Every drug has side effects. That sounds ridiculously obvious, and perhaps it is. But it bears some thinking about, because it’s more properly expressed as ‘every substance that you put into your body has side effects’. An overdose of water can kill you – not by drowning, but rather by disturbing the blood’s electrolyte balance so much that your cardiac muscles and other organs stop functioning properly. If water has biological toxicity, so does everything.
But mentioning that particular mechanism brings up the related question of where all those side effects come from. Chemists, toxicologists, and pharmacologists generally divide them up first into ‘on-target’ and ‘off-target’ effects. The first are, of course, built into the mechanism of the drug. If you overload a drug’s pharmacological target (a particular signaling pathway or enzyme’s activity) you can naturally set off trouble. And you’re not really going to be able to avoid that problem other than by making sure that you have a large gap between the therapeutic dose and the toxic one. That ‘therapeutic window’ is very large for water, and rather small for (say) insulin. Paracelsus was right: the dose makes the poison. The most common medicine with a relatively small window is almost certainly paracetamol, which can produce a dangerously toxic metabolite if taken in excess or with alcohol.
It’s the off-target side effects that keep you up at night when a compound first goes into testing
Some on-target effects can’t be avoided at all. Opioid drugs are unparalleled in their ability to relieve pain, but they are also nearly unparalleled in their risk for addiction. That effect is completely tied up with the opioid signaling pathways (as are other side effects such as constipation), and decades of searching for strong analgesic effects without the risk of physical dependency have, so far, come up short.
In drug discovery, we’re generally alert to the possibility of those on-target effects, since in most cases we and others have already been studying the drug target rather closely. But it’s the off-target side effects that keep you up at night when a compound first goes into testing. I’ve often said that if you aren’t nervous when a drug candidate first goes into toxicity testing or human dosing, then you haven’t been in the business long enough! Off-target effects are by definition unpredictable, because there are tens of thousands of biochemical pathways out there whose disruption you will never have been able to test beforehand. The only way to find out about those is to go into a living system. And while getting safely through a furry little living system like a rat is very good news, it is not a complete guarantee of safety in human patients, either.
There are other cases where we’re not sure if something is on-target or off-target, mainly because we might not understand the target as well as we would like (or as well as we thought). An example of this is rimonabant, a cannabinoid antagonist that was under development for obesity. The idea was that just as cannabis makes people hungry, cannabinoid blockers make people eat less.

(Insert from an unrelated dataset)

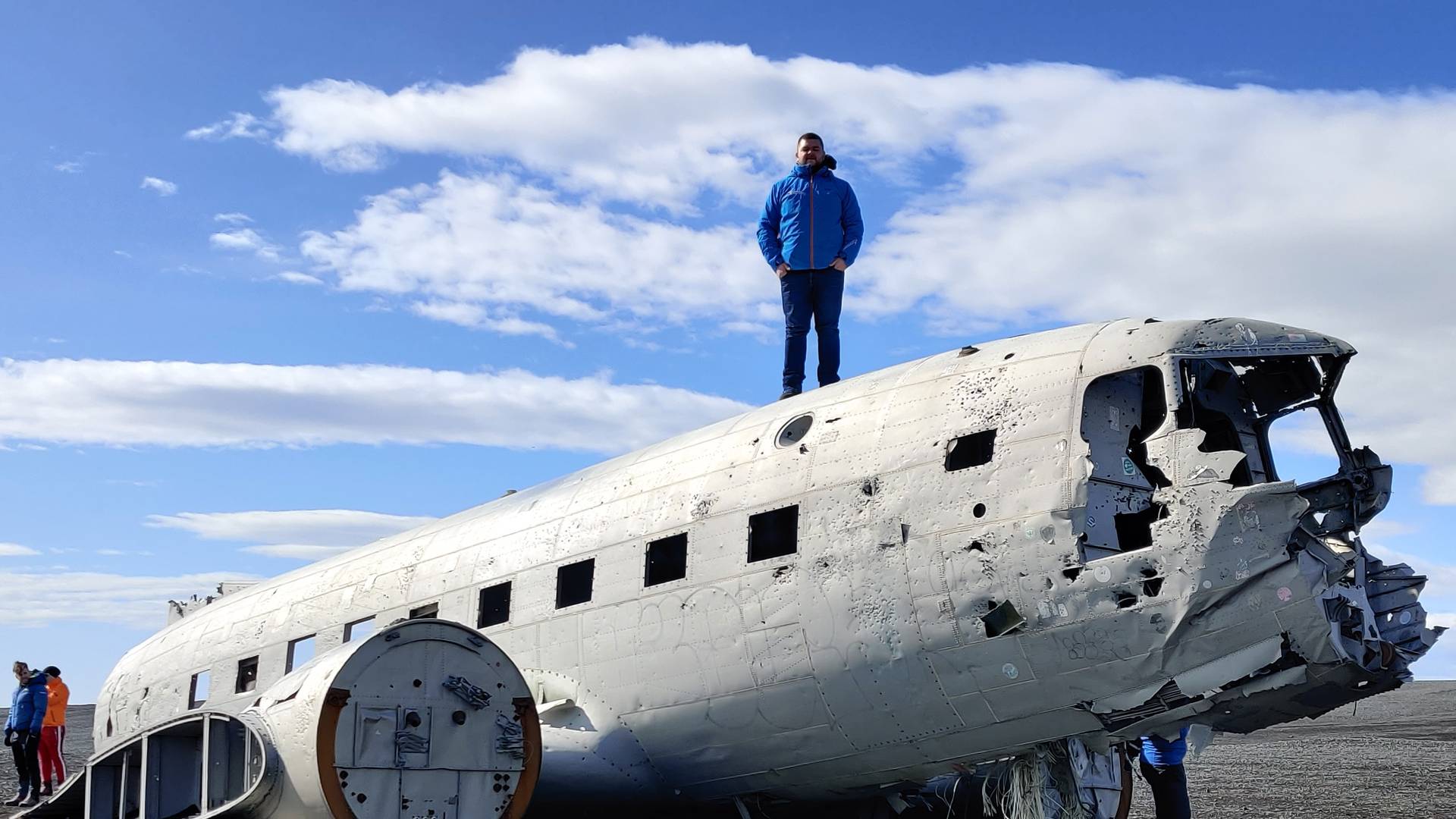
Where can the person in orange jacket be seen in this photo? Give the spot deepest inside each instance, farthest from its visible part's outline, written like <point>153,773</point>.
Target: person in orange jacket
<point>53,732</point>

But while that was the case, in the clinical trials a small but statistically unignorable number of participants reported intrusive thoughts of suicide, of all things, and no one is quite sure, even now, what brought these on. This ended any hopes of approval as a weight-loss drug, understandably.
You will find most of this out in the clinical trials, if you’re lucky. If you’re not, you’ll only find out once the drug hits the market and is being taken by far more people than could ever be dosed in trials! The nightmare is a very-rare-but-very-severe side effect, and many of these (we believe) come down to immunology. Individual immune variation is the whole point of the adaptive immune system; we’re all different. That means that some people can have a sudden and possibly severe reaction to a substance that others find only inconvenient or even unnoticeable. Think of allergies to things like peanuts or bee stings – or to penicillin.
It is difficult-to-impossible to predict who might be at risk for which particular new drug, or how common that problem might turn out to be. As with efficacy, safety in humans can, in the end, only really be proven in humans, and both may turn out to be more complex than you had hoped.